Per quanto riguarda la mia posizione è quella di chi cerca, di chi si sforza di guardare agli altri senza mettere etichette, pregiudizi, stereotipi. Per me ogni donna, ogni uomo, ogni persona racchiude in se un mistero, una specialità, una frontiera. Spesso uno scrigno di sofferenze e di speranze, un sogno custodito sotto un cumulo di disillusioni, un’allegria che arde nel cuore di una solitudine, una voce che si fa strada tra le grida di una folla. Ogni persona è per me una meta. Appiccicare delle etichette (gay, lesbica, frocio, cattolico, laico….) è facile, a volte aiuta mettere in ridicolo l’avversario ma alla fine dice poco della verità delle persone. È comodo ma non ci aiuta. Anzi ci allontana. Io ritengo che dovremmo cercare di rispettarci di più, di ascoltarci di più, di parlarci di più ( e di insultarci di meno, anzi di non farlo affatto). Ciò non toglie che io non mi sottraggo affatto a mettermi una etichetta, quella cioè che sia cattolico, o meglio che io mi sforzi di esserlo, ben consapevole di tutti i miei limiti che purtroppo con gli anni anziché ridursi aumentano. Sforzandomi dunque di essere cattolico cerco alcune risposte ai dilemmi morali nel Vangelo e trovo soprattutto scritto che l’amore è il comandamento più grande. Forse è un pensiero troppo semplice ma trovo anche scritto che i semplici saranno beati. Cioè felici. Mi pare bello che la vita sia un’avventura alla caccia di un tesoro nascosto che si chiama felicità. E allora concludo: perché mai la felicità degli altri dovrebbe essere una minaccia per la mia felicità? Perché l’amore, il progetto di vita, l’unione degli altri ( siano essi etero o omosessuali) dovrebbe costituire un problema per me, per il mio progetto di vita? Non dovremmo tutti cercare di aiutarci gli uni gli altri ad essere felici? Cosa possiamo fare di meglio nella vita?
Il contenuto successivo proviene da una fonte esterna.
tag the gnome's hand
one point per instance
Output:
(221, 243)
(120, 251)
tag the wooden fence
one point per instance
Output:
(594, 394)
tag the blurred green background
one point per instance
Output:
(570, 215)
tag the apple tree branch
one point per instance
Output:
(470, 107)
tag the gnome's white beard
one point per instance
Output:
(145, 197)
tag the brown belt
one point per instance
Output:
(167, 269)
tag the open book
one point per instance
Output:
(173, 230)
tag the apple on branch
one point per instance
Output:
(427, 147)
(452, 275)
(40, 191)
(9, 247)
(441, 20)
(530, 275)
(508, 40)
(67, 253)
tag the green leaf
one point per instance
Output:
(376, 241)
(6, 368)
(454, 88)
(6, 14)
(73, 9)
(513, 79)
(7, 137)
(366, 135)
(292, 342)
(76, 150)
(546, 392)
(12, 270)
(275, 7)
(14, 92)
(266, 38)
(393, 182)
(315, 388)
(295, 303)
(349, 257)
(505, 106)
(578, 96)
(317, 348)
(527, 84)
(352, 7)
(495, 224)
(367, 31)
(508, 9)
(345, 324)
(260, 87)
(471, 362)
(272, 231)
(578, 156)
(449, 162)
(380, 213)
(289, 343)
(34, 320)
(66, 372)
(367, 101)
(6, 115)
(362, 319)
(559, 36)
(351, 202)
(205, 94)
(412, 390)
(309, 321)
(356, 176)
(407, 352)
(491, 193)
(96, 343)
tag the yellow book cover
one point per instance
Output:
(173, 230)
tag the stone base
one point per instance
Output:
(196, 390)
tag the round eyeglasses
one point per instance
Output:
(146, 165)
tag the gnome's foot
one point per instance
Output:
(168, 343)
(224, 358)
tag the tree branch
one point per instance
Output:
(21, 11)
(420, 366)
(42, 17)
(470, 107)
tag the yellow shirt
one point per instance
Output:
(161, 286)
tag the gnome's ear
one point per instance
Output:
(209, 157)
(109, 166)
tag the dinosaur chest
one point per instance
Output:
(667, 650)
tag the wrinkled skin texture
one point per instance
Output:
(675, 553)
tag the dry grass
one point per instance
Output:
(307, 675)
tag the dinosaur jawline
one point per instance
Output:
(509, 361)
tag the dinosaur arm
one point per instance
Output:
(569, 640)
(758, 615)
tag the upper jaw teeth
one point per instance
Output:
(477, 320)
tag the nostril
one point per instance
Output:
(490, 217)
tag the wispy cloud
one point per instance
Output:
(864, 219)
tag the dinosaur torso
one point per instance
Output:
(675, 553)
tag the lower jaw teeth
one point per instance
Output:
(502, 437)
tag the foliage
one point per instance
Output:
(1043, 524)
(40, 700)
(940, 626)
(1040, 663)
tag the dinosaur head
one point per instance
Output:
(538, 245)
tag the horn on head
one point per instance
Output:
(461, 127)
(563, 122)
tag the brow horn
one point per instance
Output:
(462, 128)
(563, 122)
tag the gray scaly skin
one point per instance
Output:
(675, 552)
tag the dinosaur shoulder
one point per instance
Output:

Ho visto le lacrime di emozione e di commozione di molti partecipanti alla presentazione di ieri sera, persone discriminate da una vita, persone costrette a nascondersi e a dissimulare i sentimenti che provavano verso chi amavano. Costrette dai nostri, dai miei pregiudizi. Persone talmente emozionate da non trovare il coraggio di prendere la parola. Col loro silenzio emozionato e commosso testimoniavano una gratitudine verso chi ha combattuto la battaglia di cui Monica è stata paladina che vale più di mille parole. Allora ben venga anche il caratteraccio di Monica perché è stato anche grazie ad esso che è stato possibile superare tante difficoltà e farci fare tutti un passo in avanti verso una società più giusta.